The DESIRE database provides a set of master alignments for every ribosomal protein. To produce the master alignment, amino acid sequences of species from the DESIRE database were aligned using PROMALS3D (45) and curated with MATRAS (46). In User upload mode ProteoVision accepts alignments in FASTA format (up to 2000 sequences) and external 3D structures in PDB format (containing a single protein chain). In both modes ProteoVision supports the mapping of structure-indexed custom data, uploaded as a CSV. All custom data uploaded by the user (alignment or CSV) is removed from the server after the user ends their session.

External APIs

ProteoVision uses several external API resources. Identification of relevant PDB structures in User upload mode is done with the aid of the NCBI-BLAST+ API from EBI, and in DESIRE mode with help of the riboXYZ API. Topology and 3D structures are retrieved through an API service supported by EBI (27).

Calculated data

ProteoVision calculates gap-adjusted amino-acid frequencies from alignments and uses those frequencies to compute physicochemical properties and phylogenetic conservation scores.
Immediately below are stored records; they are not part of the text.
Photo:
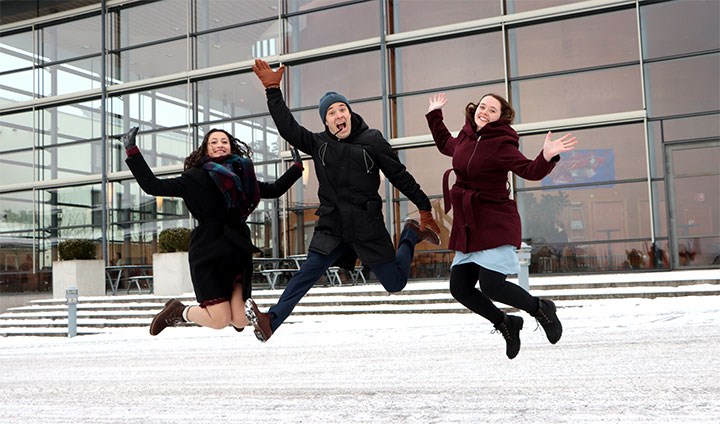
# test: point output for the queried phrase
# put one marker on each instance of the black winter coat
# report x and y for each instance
(220, 247)
(348, 173)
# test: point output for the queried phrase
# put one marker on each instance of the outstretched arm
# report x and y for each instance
(551, 148)
(144, 175)
(444, 141)
(278, 187)
(287, 126)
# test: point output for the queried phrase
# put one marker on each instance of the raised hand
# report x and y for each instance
(555, 147)
(128, 138)
(268, 77)
(437, 101)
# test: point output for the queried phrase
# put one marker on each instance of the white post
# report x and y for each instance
(524, 259)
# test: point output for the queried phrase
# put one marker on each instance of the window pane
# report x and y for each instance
(515, 6)
(16, 87)
(417, 14)
(464, 60)
(411, 110)
(593, 213)
(16, 131)
(333, 26)
(70, 77)
(152, 22)
(578, 43)
(357, 76)
(691, 128)
(69, 123)
(215, 14)
(683, 85)
(71, 39)
(582, 94)
(16, 167)
(602, 154)
(238, 44)
(16, 51)
(226, 97)
(678, 27)
(696, 160)
(152, 61)
(161, 108)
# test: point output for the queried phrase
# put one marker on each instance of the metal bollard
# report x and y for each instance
(71, 294)
(524, 259)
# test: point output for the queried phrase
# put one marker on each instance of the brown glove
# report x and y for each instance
(268, 77)
(426, 220)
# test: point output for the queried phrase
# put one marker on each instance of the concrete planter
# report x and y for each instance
(88, 275)
(171, 274)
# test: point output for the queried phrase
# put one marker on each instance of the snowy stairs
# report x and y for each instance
(48, 317)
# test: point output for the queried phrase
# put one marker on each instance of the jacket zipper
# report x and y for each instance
(473, 154)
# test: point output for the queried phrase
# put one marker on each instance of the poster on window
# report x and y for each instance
(583, 166)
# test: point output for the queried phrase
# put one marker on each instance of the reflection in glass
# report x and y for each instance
(683, 85)
(153, 21)
(575, 95)
(678, 27)
(16, 87)
(355, 77)
(16, 131)
(476, 58)
(16, 167)
(71, 39)
(70, 77)
(333, 26)
(151, 61)
(216, 14)
(579, 43)
(407, 16)
(602, 154)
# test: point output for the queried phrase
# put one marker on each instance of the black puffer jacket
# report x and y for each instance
(349, 175)
(220, 246)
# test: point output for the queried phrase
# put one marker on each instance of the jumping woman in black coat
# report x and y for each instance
(220, 190)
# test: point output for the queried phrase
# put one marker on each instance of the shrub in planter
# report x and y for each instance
(174, 240)
(76, 249)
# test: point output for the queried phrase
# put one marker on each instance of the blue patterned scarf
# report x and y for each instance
(235, 177)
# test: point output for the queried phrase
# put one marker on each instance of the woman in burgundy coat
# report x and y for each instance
(220, 190)
(486, 226)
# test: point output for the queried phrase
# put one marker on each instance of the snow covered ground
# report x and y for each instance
(619, 361)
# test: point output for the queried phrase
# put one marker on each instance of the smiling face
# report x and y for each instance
(218, 144)
(337, 118)
(489, 110)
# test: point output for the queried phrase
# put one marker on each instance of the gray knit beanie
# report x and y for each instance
(327, 100)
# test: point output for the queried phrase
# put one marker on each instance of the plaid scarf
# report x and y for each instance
(235, 177)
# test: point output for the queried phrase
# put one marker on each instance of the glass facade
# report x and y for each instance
(635, 80)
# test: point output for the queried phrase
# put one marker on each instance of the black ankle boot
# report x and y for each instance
(510, 329)
(547, 317)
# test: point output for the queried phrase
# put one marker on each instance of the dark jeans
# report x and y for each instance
(393, 275)
(493, 286)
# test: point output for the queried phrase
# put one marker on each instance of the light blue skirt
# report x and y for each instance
(501, 259)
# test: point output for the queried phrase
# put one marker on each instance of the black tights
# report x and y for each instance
(493, 286)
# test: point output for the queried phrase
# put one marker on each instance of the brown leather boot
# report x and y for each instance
(427, 234)
(259, 320)
(170, 316)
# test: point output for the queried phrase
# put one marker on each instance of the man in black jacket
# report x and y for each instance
(348, 158)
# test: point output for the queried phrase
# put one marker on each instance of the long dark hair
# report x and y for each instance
(507, 113)
(199, 156)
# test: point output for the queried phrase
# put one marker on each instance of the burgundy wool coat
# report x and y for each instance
(485, 217)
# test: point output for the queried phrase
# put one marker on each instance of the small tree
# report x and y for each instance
(174, 240)
(76, 249)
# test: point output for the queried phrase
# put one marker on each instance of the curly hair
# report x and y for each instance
(507, 113)
(199, 156)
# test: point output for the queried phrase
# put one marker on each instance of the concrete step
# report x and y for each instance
(48, 317)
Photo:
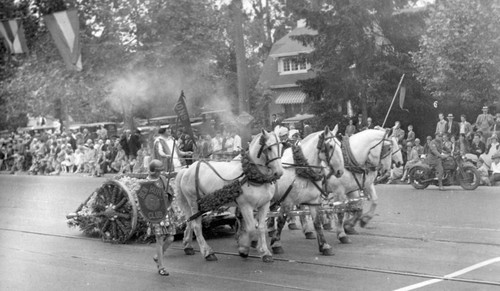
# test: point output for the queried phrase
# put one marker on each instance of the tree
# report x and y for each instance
(459, 56)
(353, 59)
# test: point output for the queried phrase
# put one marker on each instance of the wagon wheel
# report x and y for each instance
(115, 206)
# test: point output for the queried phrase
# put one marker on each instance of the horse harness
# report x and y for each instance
(308, 173)
(355, 168)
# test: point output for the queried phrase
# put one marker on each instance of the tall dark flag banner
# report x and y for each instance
(402, 95)
(181, 111)
(12, 32)
(64, 27)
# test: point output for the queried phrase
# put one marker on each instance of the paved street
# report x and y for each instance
(417, 237)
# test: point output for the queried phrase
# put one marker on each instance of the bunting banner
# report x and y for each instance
(12, 32)
(64, 26)
(181, 111)
(402, 95)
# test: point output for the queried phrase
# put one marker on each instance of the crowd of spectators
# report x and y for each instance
(96, 154)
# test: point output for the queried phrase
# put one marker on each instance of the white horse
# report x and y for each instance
(372, 153)
(252, 179)
(296, 187)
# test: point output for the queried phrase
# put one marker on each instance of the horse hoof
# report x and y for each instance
(267, 259)
(345, 240)
(189, 251)
(310, 235)
(350, 230)
(211, 258)
(327, 252)
(364, 221)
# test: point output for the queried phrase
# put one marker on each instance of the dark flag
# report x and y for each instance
(181, 111)
(402, 95)
(13, 34)
(64, 26)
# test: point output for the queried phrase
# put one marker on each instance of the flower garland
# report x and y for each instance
(252, 173)
(303, 170)
(89, 223)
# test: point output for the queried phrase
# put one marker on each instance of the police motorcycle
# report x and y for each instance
(456, 171)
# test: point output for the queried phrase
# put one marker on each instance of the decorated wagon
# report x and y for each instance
(119, 210)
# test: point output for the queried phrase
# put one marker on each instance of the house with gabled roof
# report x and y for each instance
(282, 69)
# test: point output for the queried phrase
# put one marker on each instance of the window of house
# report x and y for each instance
(292, 65)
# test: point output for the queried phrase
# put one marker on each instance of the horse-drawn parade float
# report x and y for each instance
(321, 177)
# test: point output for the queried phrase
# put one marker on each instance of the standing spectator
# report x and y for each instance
(350, 129)
(427, 145)
(463, 145)
(434, 158)
(484, 121)
(483, 173)
(217, 142)
(102, 132)
(360, 125)
(452, 127)
(308, 129)
(237, 147)
(134, 144)
(369, 124)
(495, 168)
(441, 124)
(477, 147)
(275, 121)
(495, 129)
(124, 141)
(410, 137)
(397, 132)
(465, 127)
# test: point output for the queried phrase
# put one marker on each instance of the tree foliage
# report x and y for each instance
(459, 56)
(354, 57)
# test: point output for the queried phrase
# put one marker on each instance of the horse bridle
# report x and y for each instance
(322, 146)
(265, 147)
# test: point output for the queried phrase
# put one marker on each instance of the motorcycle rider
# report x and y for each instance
(435, 156)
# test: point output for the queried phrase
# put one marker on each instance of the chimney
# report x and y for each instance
(301, 23)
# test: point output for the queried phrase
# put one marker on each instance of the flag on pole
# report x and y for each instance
(64, 27)
(181, 111)
(12, 32)
(402, 95)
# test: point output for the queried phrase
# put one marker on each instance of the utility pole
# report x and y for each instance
(241, 65)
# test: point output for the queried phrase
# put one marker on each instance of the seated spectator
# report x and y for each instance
(483, 172)
(477, 147)
(419, 147)
(412, 158)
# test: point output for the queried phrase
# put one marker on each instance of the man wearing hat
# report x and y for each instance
(434, 157)
(452, 127)
(484, 120)
(495, 168)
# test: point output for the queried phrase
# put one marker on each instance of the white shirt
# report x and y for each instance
(495, 168)
(237, 143)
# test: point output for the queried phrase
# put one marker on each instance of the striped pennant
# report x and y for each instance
(13, 35)
(64, 27)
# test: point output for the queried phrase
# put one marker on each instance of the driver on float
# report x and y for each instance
(435, 156)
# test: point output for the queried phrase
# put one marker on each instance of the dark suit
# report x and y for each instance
(134, 144)
(455, 129)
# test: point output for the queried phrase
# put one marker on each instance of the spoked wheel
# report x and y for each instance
(469, 178)
(417, 175)
(117, 212)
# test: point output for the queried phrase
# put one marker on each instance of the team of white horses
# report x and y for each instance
(343, 174)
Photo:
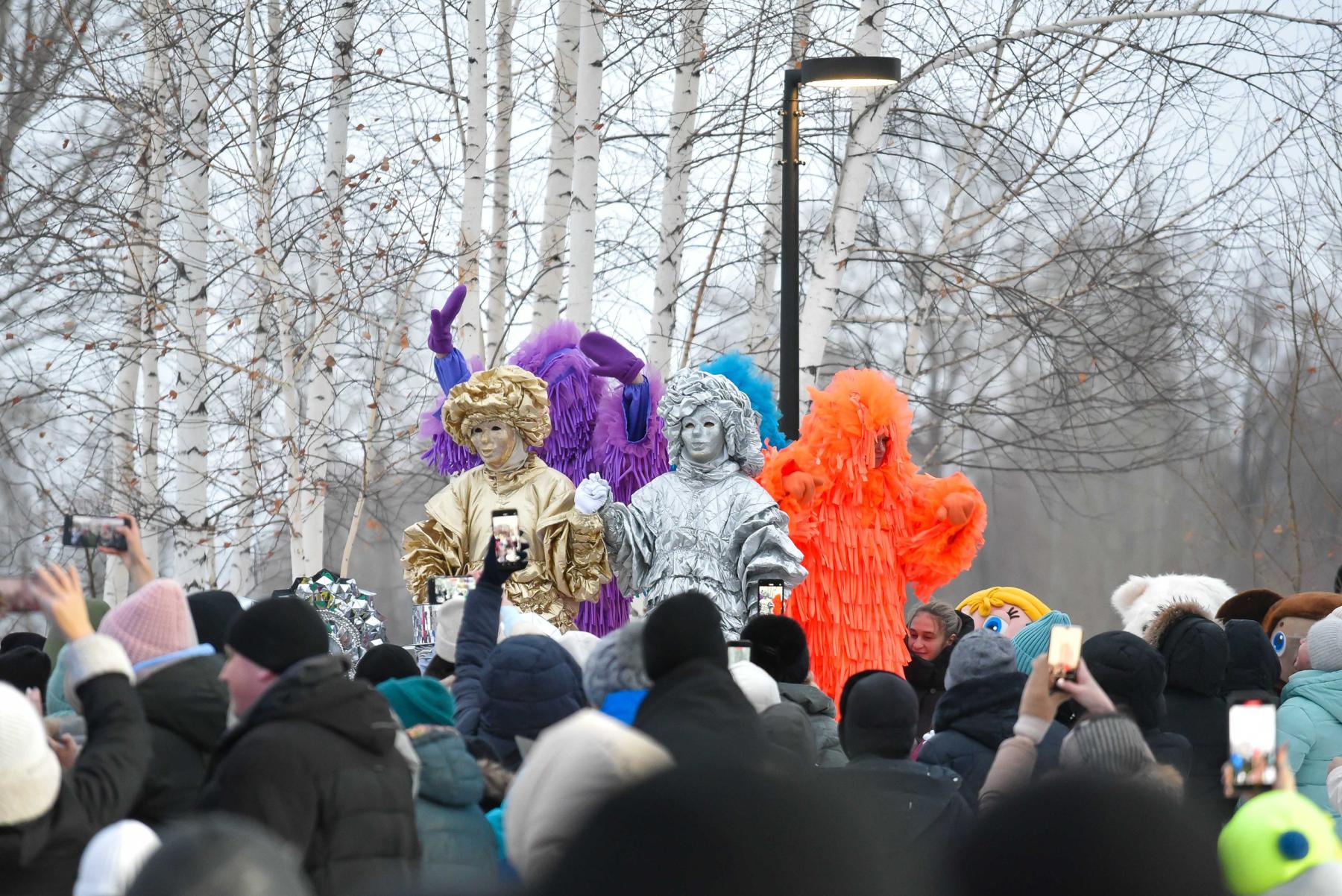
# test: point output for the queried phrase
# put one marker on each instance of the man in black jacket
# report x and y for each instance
(313, 755)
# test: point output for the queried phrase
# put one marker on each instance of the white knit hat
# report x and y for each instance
(757, 684)
(30, 773)
(1325, 640)
(113, 859)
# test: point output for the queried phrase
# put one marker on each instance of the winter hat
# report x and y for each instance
(419, 701)
(778, 647)
(580, 646)
(15, 640)
(113, 857)
(214, 612)
(758, 687)
(26, 667)
(684, 628)
(1273, 839)
(1325, 640)
(30, 773)
(573, 769)
(154, 622)
(979, 655)
(1033, 640)
(278, 632)
(1109, 743)
(384, 663)
(617, 664)
(878, 715)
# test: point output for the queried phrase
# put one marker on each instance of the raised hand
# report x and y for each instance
(612, 359)
(441, 321)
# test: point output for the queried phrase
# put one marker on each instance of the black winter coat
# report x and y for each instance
(187, 708)
(42, 857)
(698, 714)
(972, 719)
(315, 761)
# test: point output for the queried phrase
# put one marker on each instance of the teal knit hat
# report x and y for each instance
(420, 701)
(1033, 640)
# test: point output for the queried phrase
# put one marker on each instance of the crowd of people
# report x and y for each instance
(201, 745)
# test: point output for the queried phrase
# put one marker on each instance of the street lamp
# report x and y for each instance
(834, 72)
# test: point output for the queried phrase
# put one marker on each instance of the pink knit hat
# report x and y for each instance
(154, 622)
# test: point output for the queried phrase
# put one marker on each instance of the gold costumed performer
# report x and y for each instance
(503, 414)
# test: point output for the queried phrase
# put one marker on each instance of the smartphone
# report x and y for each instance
(1065, 652)
(738, 652)
(449, 588)
(772, 602)
(94, 531)
(1253, 741)
(508, 540)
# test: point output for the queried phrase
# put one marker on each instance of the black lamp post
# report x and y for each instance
(835, 72)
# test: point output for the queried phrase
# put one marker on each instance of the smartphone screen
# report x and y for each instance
(1065, 652)
(94, 531)
(508, 538)
(771, 599)
(1254, 743)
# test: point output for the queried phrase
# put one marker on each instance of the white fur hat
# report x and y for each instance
(30, 773)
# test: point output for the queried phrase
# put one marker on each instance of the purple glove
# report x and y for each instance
(441, 321)
(611, 359)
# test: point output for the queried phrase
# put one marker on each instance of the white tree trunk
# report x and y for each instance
(194, 548)
(764, 306)
(558, 183)
(684, 101)
(467, 332)
(503, 201)
(869, 116)
(587, 157)
(320, 397)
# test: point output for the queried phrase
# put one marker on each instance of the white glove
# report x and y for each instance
(592, 495)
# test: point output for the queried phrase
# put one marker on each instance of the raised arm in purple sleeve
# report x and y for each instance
(637, 406)
(451, 369)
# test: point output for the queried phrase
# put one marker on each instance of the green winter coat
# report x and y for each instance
(1310, 723)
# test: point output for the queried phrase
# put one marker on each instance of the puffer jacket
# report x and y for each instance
(315, 761)
(187, 707)
(1310, 723)
(972, 719)
(1196, 657)
(456, 842)
(517, 687)
(820, 713)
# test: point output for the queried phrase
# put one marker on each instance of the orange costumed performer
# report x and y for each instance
(869, 523)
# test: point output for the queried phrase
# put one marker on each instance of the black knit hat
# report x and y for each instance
(778, 647)
(384, 663)
(682, 628)
(278, 632)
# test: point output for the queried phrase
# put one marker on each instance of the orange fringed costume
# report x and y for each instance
(867, 530)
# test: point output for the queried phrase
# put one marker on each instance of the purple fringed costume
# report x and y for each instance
(585, 412)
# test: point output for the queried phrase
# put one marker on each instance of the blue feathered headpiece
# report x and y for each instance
(748, 377)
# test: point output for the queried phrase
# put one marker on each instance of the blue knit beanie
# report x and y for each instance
(419, 701)
(1033, 640)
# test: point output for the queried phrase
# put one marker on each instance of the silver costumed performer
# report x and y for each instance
(706, 525)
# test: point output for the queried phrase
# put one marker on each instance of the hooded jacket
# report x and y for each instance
(698, 713)
(1132, 672)
(40, 857)
(972, 719)
(456, 842)
(187, 708)
(1196, 657)
(315, 761)
(1310, 723)
(820, 713)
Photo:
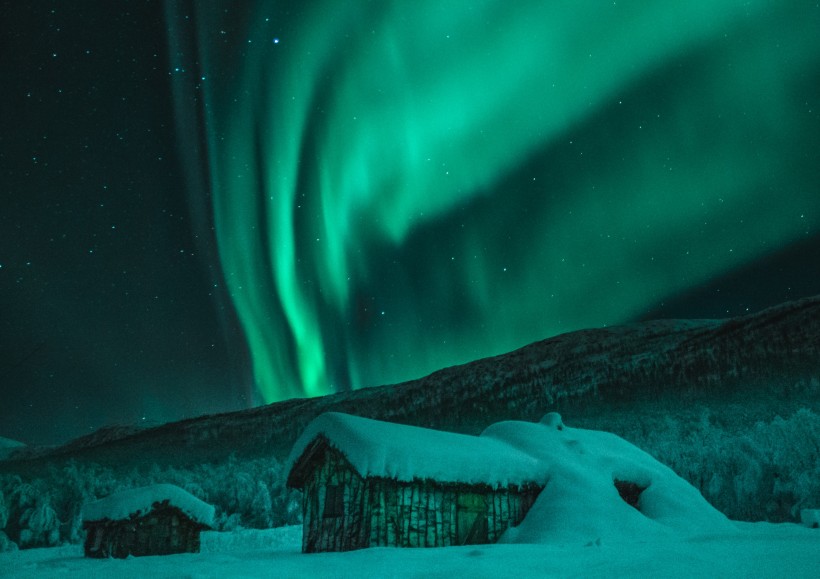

By default, ProteoVision uses the clustered sequences, but the user has an option to use their original alignment for visualization and calculation of properties. ProteoVision supports calculation of physicochemical properties including (47) charge, (48) hydropathy, (49) hydrophobicity, (50) polarity and (51) mutability. Conservation within the clustered alignment is calculated as Shannon Entropy (52). In user upload mode, alignment sequences are clustered with CD-Hit (53–55), using a 90% identity threshold. Conservation scores that explicitly take into account evolutionary relationships between the aligned sequences (e.g. ConSurf or Zebra2 (25,56)) can be computed externally, imported, mapped and visualized with User upload mode. The conservation/divergence signal between the two pre-defined groups is calculated with TwinCons.

ProteoVision outputs

ProteoVision provides the ability to save all computed and visualized data in multiple formats. In addition to saving images from every applet, the web server can generate a PyMOL script that fetches the selected PDB ID, extracts the selected chain, and applies the colors for each calculated property. All calculated data and amino acid frequencies are available for download as a CSV file and the current alignment can be downloaded in FASTA format. Finally, ProteoVision can output a session file in JSON format. The session file stores information about the current alignment, structure, and calculated properties. This allows the user to restore a state of work and progress from a previously saved session file.

EXAMPLE APPLICATIONS

To demonstrate the utility of ProteoVision, we report three example applications. These examples illustrate the ability of ProteoVision to map custom data in the DESIRE mode and to link a custom alignment with a chosen 3D structure in the User upload mode. We provide external data files and session files for each example as supplementary datasets (Supp. Data S2–7).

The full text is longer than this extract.